Siempre lo fue, ahora también se organizan actividades y se firman convenios, pero es inevitable pensar que actualmente nuestra comunidad parece la sombra de lo que fue hace no mucho tiempo, puede ser porque antes había muchas personas y hoy hay muchas menos, la operatividad se hacía más evidente. En los últimos años llegaron de Italia nuevos migrantes italianos, entre ellos muchas mujeres, pero ellas prefieren tener otros espacios de reunión en internet y en las redes sociales.

Por respeto a la historia hay que recordar que la colectividad organizada nació oficialmente en 1858, cuando 35 italianos fundaron la Unione e Benevolenza. Desde entonces nunca dejó de realizar actividades, aunque tuvo momentos de mayor o menor efervescencia. Alcanza con pensar cuando la colectividad juntó dos veces el dinero necesario para encomiendar al escultor Arnoldo Zocchi la realización del monumento a Cristoforo Colombo, que se inauguró en 1821 con la presencia del entonces presidente Hipolito Yrigoyen.

En el segundo posguerra mundial en una nueva oleada migratoria llegaron personas fuertes, determinadas con ideas claras en relación a los derechos de los italianos en el exterior. Sabían que un emigrante para el Estado Italiano era una persona muerta y ellos querían continuar siendo ciudadanos italianos. Entre tantos tenemos a Luigi Pallaro, Alfredo Maltinti, el Dr. Francesco Franco, Antonio Ambrosio, Mario Frizzera, Fernando Caretti, alpino y presidente de la Unione Ossolana, y muchos otros. Fueron ellos y muchos más los que lucharon para el reconocimiento del derecho de continuar a existir de los emigrantes italianos. Hay que recordar también a Antonio Macri, tío del ex Presidente Mauricio Macri y padre de Jorge Macri; Domenico Pugliese, Riccardo Laino, Franco Arena, Marcelo Pacifico.
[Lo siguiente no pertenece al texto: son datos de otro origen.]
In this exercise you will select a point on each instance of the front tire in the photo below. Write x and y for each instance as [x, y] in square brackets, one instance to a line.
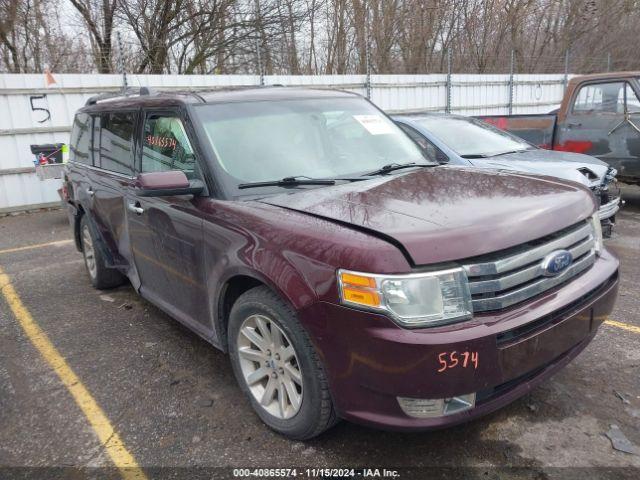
[277, 366]
[101, 276]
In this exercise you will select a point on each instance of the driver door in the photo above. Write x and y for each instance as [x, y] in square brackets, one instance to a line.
[166, 233]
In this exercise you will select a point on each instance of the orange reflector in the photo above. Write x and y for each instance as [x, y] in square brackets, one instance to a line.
[359, 280]
[363, 297]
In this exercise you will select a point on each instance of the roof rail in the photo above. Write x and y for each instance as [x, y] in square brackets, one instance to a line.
[123, 93]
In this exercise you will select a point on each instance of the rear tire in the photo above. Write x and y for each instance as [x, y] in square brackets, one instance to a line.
[101, 277]
[277, 366]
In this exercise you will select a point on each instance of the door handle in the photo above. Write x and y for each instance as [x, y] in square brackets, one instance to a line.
[135, 208]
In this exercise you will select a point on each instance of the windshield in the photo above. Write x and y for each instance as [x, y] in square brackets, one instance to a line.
[315, 138]
[471, 137]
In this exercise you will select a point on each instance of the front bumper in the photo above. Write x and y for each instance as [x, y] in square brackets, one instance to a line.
[371, 361]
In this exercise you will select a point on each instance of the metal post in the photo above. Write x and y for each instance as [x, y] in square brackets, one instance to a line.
[367, 82]
[449, 93]
[511, 83]
[566, 69]
[121, 63]
[260, 68]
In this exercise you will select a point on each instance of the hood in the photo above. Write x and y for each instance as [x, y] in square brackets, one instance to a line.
[442, 214]
[576, 167]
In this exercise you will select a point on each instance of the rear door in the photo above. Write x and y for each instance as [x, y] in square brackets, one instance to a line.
[110, 178]
[166, 233]
[603, 120]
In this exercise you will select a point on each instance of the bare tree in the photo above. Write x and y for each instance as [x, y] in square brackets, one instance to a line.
[98, 16]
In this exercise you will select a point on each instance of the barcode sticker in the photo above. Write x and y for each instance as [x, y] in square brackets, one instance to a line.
[375, 124]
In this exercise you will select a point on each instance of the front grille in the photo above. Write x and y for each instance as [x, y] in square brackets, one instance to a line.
[503, 279]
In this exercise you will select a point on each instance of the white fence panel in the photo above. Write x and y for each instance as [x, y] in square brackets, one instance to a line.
[32, 114]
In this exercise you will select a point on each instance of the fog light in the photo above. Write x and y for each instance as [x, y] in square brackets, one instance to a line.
[436, 407]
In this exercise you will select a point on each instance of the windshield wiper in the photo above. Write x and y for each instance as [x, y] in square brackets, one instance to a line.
[397, 166]
[288, 182]
[510, 151]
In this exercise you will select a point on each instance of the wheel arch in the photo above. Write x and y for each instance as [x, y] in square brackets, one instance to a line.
[232, 287]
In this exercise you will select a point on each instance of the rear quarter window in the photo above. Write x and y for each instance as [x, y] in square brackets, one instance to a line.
[116, 142]
[80, 139]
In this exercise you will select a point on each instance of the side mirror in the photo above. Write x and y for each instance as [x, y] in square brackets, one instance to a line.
[166, 184]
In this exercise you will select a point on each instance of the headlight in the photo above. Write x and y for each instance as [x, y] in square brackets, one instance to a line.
[597, 233]
[414, 300]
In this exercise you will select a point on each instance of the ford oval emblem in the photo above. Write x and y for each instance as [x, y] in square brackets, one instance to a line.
[556, 262]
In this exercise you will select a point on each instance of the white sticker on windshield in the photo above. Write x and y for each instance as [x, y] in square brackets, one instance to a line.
[375, 124]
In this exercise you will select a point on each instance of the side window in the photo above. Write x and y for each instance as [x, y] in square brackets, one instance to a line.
[80, 139]
[165, 146]
[633, 104]
[600, 98]
[116, 142]
[429, 150]
[95, 143]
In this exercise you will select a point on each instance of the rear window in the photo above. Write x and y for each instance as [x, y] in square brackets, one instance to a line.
[116, 142]
[80, 139]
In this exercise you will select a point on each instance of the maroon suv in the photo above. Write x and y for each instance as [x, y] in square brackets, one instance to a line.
[347, 275]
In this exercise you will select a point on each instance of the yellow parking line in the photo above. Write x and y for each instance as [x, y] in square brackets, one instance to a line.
[624, 326]
[107, 435]
[38, 245]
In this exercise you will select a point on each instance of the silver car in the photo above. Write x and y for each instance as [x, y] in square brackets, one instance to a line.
[459, 140]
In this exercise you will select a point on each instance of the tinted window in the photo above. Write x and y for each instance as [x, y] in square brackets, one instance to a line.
[80, 139]
[633, 104]
[116, 146]
[166, 146]
[600, 97]
[95, 143]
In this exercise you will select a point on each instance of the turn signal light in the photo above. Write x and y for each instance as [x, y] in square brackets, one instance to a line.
[359, 280]
[360, 296]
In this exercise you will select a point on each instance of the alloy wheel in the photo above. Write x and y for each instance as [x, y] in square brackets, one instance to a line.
[270, 366]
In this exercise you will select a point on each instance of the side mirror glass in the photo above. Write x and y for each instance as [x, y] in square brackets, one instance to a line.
[165, 184]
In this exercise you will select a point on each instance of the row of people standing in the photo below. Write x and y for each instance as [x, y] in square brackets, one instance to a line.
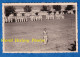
[33, 17]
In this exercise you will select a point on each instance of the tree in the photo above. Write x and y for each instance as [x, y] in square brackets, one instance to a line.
[57, 7]
[9, 10]
[44, 8]
[69, 7]
[27, 9]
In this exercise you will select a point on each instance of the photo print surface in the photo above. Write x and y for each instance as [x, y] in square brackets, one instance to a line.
[39, 27]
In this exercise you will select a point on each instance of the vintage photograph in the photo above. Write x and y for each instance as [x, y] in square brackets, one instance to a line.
[39, 27]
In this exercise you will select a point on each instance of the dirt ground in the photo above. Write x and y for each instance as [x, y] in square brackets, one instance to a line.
[61, 33]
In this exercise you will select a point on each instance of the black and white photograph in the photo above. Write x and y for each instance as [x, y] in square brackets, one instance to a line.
[39, 27]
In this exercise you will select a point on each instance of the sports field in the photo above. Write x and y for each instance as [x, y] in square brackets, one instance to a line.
[61, 33]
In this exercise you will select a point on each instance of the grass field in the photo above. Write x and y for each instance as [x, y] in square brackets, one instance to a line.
[61, 33]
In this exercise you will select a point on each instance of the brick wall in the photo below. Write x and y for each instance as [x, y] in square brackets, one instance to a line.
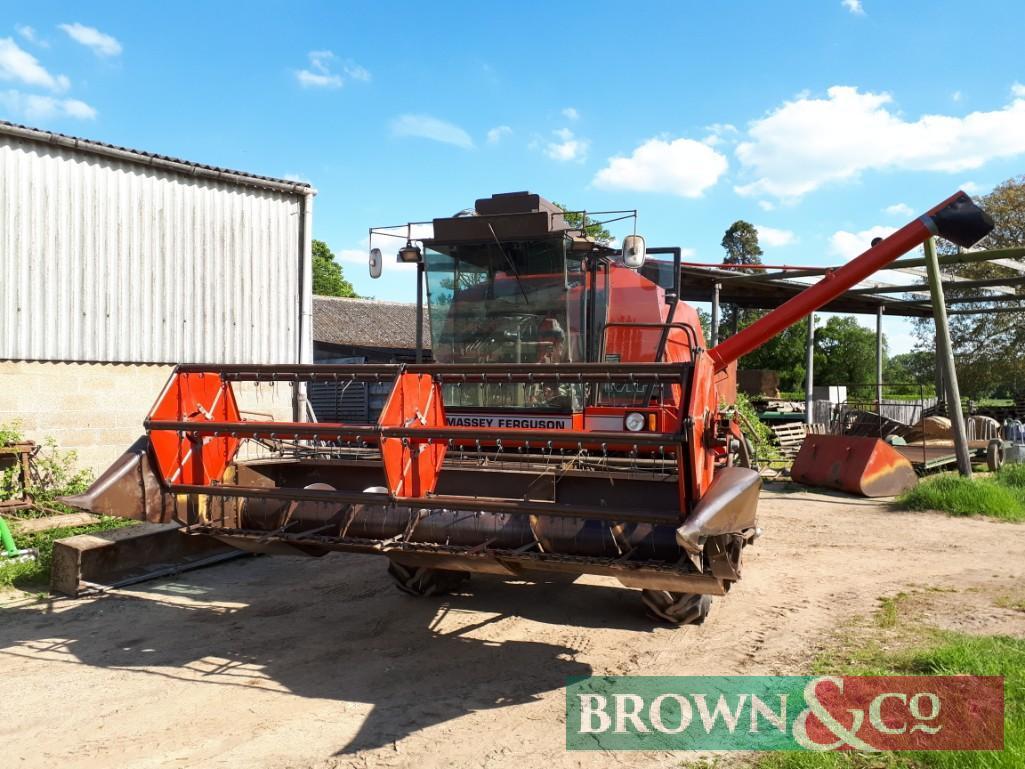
[97, 409]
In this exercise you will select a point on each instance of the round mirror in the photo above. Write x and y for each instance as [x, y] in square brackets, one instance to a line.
[633, 251]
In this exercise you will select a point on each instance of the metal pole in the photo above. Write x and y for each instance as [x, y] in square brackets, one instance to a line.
[713, 336]
[810, 373]
[878, 360]
[419, 311]
[945, 353]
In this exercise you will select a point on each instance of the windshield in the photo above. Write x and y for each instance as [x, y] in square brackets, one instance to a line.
[521, 301]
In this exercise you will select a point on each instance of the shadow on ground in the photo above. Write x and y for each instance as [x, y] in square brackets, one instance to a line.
[332, 629]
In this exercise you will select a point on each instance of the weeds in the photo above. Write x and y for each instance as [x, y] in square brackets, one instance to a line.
[931, 652]
[1000, 496]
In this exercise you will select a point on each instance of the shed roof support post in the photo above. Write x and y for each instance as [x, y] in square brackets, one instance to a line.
[878, 360]
[810, 373]
[946, 356]
[304, 353]
[713, 331]
[419, 311]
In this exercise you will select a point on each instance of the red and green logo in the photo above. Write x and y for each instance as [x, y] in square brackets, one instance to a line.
[786, 713]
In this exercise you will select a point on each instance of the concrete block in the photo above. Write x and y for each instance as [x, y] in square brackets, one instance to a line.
[129, 555]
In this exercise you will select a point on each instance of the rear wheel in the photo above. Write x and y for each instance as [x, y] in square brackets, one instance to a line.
[420, 580]
[678, 608]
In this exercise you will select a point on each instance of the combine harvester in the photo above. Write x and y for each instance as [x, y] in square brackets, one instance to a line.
[572, 421]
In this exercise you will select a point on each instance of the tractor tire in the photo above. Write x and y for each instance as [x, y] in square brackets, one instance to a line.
[677, 608]
[424, 581]
[994, 455]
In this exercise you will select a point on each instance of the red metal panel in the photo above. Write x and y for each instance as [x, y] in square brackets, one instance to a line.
[859, 466]
[412, 467]
[182, 458]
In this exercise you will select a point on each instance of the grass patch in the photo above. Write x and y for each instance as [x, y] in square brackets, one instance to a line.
[1001, 495]
[889, 611]
[31, 575]
[932, 653]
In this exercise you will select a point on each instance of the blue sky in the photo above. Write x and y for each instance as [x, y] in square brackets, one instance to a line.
[821, 122]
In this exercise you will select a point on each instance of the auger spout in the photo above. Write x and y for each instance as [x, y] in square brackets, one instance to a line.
[957, 218]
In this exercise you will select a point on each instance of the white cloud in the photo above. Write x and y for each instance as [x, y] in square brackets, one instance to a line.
[17, 64]
[427, 126]
[899, 209]
[568, 148]
[774, 238]
[847, 245]
[808, 142]
[321, 73]
[497, 133]
[720, 132]
[100, 43]
[683, 167]
[30, 34]
[36, 107]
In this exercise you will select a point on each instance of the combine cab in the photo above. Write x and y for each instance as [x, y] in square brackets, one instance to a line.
[572, 421]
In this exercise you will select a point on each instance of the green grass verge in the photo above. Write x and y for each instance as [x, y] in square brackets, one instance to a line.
[32, 575]
[1001, 495]
[942, 654]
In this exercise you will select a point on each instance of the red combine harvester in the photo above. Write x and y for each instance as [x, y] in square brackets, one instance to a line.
[572, 421]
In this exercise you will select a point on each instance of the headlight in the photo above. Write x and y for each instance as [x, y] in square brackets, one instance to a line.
[634, 421]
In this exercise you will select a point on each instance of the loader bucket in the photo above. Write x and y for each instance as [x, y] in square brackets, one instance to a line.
[859, 466]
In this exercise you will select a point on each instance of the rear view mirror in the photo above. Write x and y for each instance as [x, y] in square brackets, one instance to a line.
[633, 251]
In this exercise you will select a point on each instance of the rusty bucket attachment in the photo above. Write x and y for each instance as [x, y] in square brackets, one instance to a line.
[859, 466]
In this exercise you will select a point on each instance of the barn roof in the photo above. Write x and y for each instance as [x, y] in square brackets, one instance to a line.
[367, 323]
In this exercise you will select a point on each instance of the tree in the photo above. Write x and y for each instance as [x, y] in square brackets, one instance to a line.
[593, 230]
[987, 348]
[328, 278]
[741, 244]
[915, 369]
[845, 353]
[784, 354]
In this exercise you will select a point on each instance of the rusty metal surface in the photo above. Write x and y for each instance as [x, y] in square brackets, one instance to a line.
[859, 466]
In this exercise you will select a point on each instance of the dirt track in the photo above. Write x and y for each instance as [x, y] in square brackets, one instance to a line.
[277, 661]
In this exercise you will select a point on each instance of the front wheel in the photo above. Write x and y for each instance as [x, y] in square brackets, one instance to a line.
[677, 608]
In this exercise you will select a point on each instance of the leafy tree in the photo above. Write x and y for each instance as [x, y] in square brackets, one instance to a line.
[845, 353]
[913, 369]
[784, 354]
[988, 348]
[593, 230]
[741, 244]
[328, 278]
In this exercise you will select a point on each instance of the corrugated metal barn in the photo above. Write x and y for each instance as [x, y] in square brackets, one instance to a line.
[116, 262]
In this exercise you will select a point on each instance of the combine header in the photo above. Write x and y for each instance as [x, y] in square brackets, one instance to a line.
[572, 421]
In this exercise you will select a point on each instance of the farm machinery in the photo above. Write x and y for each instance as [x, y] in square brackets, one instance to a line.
[571, 420]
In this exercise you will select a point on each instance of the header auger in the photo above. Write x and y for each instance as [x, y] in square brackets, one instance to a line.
[571, 421]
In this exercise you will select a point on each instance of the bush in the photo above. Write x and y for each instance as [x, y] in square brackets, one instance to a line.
[54, 474]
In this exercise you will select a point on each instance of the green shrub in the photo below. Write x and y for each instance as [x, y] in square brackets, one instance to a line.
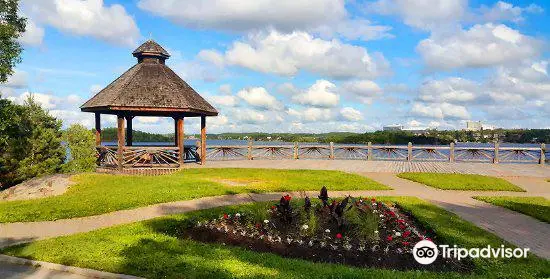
[81, 144]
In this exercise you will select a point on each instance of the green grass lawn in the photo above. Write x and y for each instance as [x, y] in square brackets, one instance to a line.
[95, 194]
[454, 181]
[152, 249]
[536, 207]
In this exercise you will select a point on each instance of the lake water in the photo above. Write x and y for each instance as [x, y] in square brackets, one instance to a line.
[245, 142]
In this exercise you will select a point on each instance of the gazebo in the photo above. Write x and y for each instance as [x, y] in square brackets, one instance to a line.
[149, 88]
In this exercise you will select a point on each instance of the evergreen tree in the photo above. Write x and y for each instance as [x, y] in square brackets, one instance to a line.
[81, 143]
[11, 28]
[41, 150]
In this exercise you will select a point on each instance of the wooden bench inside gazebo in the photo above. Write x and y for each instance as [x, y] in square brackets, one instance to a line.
[149, 88]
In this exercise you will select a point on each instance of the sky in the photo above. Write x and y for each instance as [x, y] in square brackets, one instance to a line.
[300, 65]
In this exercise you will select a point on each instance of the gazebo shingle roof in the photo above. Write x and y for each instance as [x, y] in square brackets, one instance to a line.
[149, 86]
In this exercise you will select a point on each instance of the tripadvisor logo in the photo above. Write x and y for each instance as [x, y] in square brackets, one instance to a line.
[426, 252]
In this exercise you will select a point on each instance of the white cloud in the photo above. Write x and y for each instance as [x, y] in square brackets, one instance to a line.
[365, 90]
[480, 46]
[148, 120]
[225, 89]
[212, 56]
[33, 34]
[440, 111]
[503, 11]
[311, 114]
[285, 15]
[85, 18]
[320, 94]
[223, 100]
[17, 80]
[354, 29]
[451, 90]
[422, 14]
[95, 88]
[351, 114]
[47, 101]
[259, 97]
[287, 54]
[70, 117]
[249, 116]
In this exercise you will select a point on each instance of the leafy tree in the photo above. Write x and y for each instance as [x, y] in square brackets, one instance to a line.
[30, 142]
[81, 143]
[11, 27]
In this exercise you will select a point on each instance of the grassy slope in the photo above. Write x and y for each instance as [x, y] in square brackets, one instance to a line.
[536, 207]
[101, 193]
[453, 181]
[151, 249]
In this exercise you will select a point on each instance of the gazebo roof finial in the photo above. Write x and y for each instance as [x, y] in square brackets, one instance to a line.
[150, 49]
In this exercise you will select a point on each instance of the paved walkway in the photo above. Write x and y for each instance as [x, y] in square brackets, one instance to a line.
[17, 271]
[531, 170]
[516, 228]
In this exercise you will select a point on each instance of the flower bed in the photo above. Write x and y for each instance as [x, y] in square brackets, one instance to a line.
[352, 231]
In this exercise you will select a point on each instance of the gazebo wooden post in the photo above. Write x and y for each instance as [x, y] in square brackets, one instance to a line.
[203, 139]
[180, 136]
[97, 129]
[121, 139]
[129, 133]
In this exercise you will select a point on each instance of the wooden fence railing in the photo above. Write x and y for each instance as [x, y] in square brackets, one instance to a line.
[451, 153]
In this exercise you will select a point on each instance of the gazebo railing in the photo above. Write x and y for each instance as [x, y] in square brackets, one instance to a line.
[168, 156]
[450, 153]
[144, 156]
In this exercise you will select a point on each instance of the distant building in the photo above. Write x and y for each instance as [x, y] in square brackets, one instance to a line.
[478, 126]
[395, 127]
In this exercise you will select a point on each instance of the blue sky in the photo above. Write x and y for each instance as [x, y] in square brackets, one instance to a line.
[301, 66]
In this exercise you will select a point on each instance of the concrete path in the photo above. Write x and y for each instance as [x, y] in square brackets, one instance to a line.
[12, 268]
[17, 271]
[530, 170]
[518, 229]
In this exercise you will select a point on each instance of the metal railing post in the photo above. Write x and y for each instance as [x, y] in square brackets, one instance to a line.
[249, 155]
[409, 151]
[452, 152]
[495, 158]
[369, 151]
[542, 153]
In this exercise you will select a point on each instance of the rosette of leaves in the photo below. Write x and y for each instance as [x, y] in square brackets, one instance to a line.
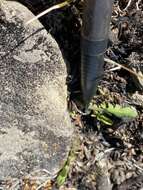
[105, 111]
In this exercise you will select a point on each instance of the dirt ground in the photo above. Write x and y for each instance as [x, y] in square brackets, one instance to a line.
[120, 147]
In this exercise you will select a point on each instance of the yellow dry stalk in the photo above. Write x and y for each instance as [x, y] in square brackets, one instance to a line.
[124, 67]
[58, 6]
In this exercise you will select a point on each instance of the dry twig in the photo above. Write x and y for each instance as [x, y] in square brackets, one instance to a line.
[58, 6]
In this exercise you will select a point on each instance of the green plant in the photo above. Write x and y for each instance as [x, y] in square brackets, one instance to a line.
[104, 111]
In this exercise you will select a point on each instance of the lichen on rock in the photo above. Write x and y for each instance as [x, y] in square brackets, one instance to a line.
[35, 128]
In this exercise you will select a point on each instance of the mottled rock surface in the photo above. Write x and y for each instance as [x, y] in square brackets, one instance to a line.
[35, 128]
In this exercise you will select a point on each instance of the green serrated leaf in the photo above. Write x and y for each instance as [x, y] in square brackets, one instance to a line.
[62, 175]
[104, 119]
[119, 111]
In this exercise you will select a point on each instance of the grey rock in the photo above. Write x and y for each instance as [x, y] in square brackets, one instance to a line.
[35, 128]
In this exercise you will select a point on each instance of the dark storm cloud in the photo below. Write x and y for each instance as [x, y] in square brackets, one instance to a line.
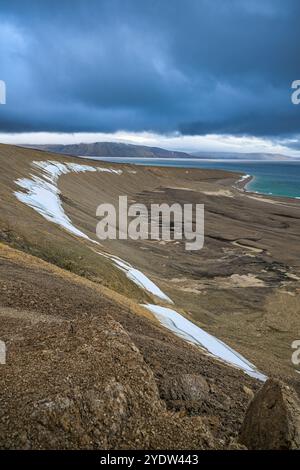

Muchos luchadores que libraron una verdadera guerra en pos de sus objetivos y lograron, gracias al diputado Mirko Tremaglia, una verdadera victoria: el reconocimiento del derecho al voto de los italianos en el exterior y la creación de la “circoscrizione estero” con la Ley 459/2001. 

Lamentablemente desde entonces nuestros directivos nos dejaron por razones naturales y son pocos los descendientes que siguen su legado, salvo contadas excepciones, fueron fagocitados por las exigencias de su cotidianidad, como nos cuenta la inmigrante triestina Eleonora Marí Smolensky es su libro “Colonizadores colonizados. Los italianos porteños“.